The situation is so alarming because both E. coli and Klebsiella pneumoniae have developed very high resistance to common antibiotics that are used to treat humans such as penicillins and fluoroquinolones. They have, in fact, become resistant to even last resort antibiotics like third and fourth generation cephalosporins and carbapenems, which is only used in hospitals.

The recent death of Playboy founder Hugh Hefner was attributed partly to a bacterial infection caused by a particularly drug-resistant form of E-coli.   E coli infection only lasts about a week in a healthy adult, but in older people and young children, the infection can go on to cause a life-threatening form of kidney failure, which could lead to death.
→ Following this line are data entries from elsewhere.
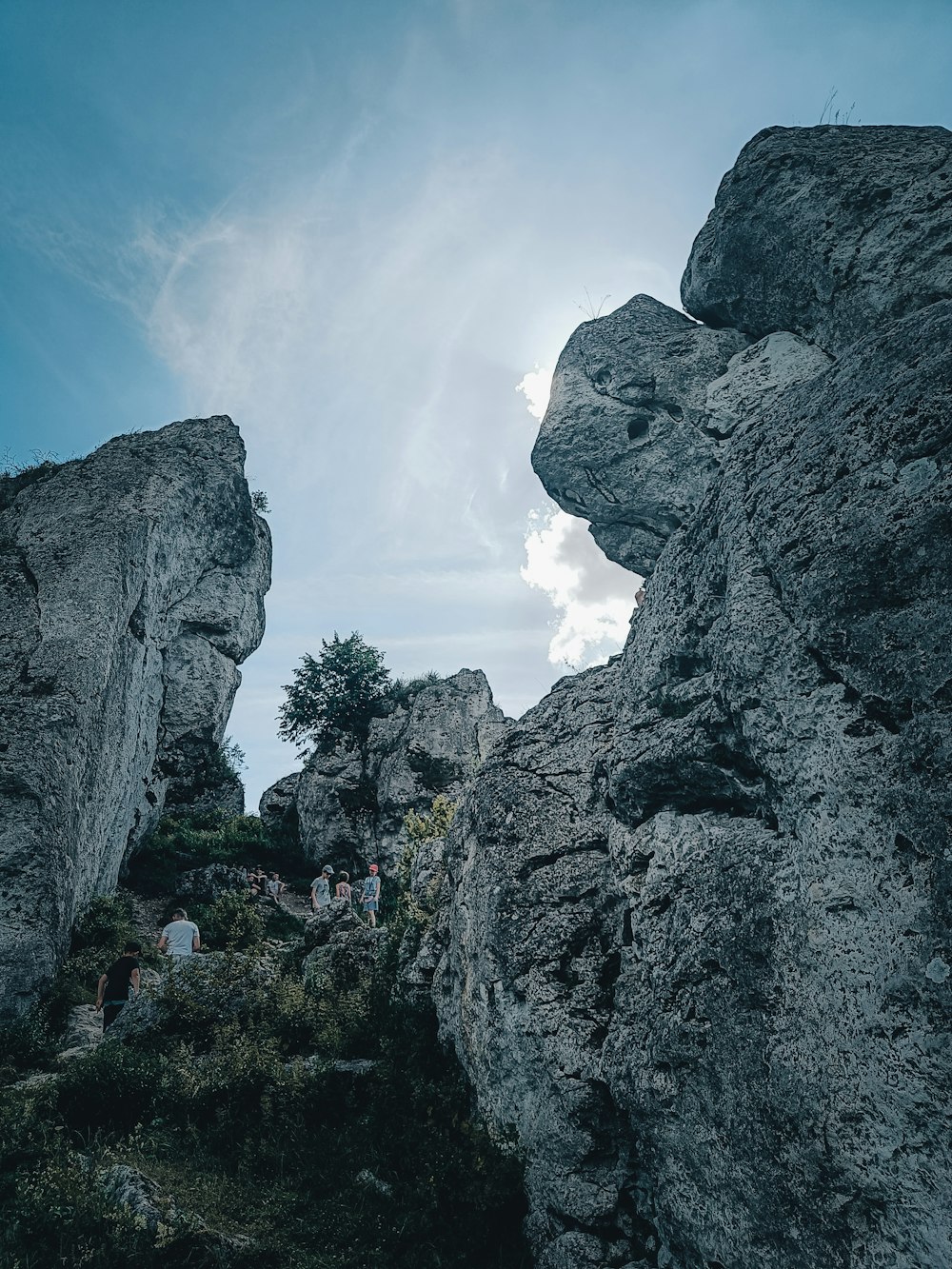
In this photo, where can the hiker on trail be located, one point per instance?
(181, 937)
(116, 985)
(371, 895)
(276, 888)
(343, 887)
(320, 888)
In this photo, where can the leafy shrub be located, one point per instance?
(402, 692)
(232, 922)
(19, 476)
(429, 826)
(112, 1088)
(198, 839)
(334, 696)
(26, 1043)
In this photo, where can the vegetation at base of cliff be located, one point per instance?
(231, 1103)
(429, 825)
(335, 696)
(197, 839)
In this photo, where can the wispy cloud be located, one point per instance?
(593, 597)
(536, 387)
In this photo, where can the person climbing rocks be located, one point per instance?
(371, 895)
(118, 985)
(320, 888)
(181, 937)
(276, 888)
(343, 888)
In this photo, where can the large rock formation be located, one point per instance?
(132, 587)
(350, 806)
(697, 913)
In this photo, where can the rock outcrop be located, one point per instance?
(696, 928)
(131, 589)
(859, 220)
(350, 806)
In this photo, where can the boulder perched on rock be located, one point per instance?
(341, 947)
(623, 442)
(696, 943)
(829, 232)
(131, 586)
Scientists have developed many new drugs in the past several decades to fight these drug-resistant bacterial infections. But each time, the indiscriminate use of antibiotics has prompted bacteria to develop new ways to counter them.

It is necessary that strict laws be passed by the Ministry of Environment, Forests and Climate Change along with the Central and State pollution control boards to regulate the use of antibiotics in the poultry industry and prevent the spread of these bacteria from farms to humans.

Alternate manure management options such as bio-gas generation should be promoted and composting of antibiotic-infected litter should be carried out only if other options are unavailable.

It should be mandatory for poultry farmers to maintain their farms in such a manner that livestock remain healthy because of hygienic conditions and good nourishment. The regular use of antibiotics should be avoided as far as possible. A system to check the maintenance of these farms should be in place.

Free-range poultry is in great demand in western countries but is yet to catch up in India. Maybe, if the government offered subsidies and incentives to poultry farmers who use more organic ways to maintain their birds, there would be a shift from these unhealthy practices to better ways of managing poultry.

As concerned consumers, it is up to us to take precautions and find out which farms use proper techniques to maintain their birds and buy produce only from these places thus forcing other farms to do the same. It is only when we take a stand against wrongful practices that we will get what we deserve.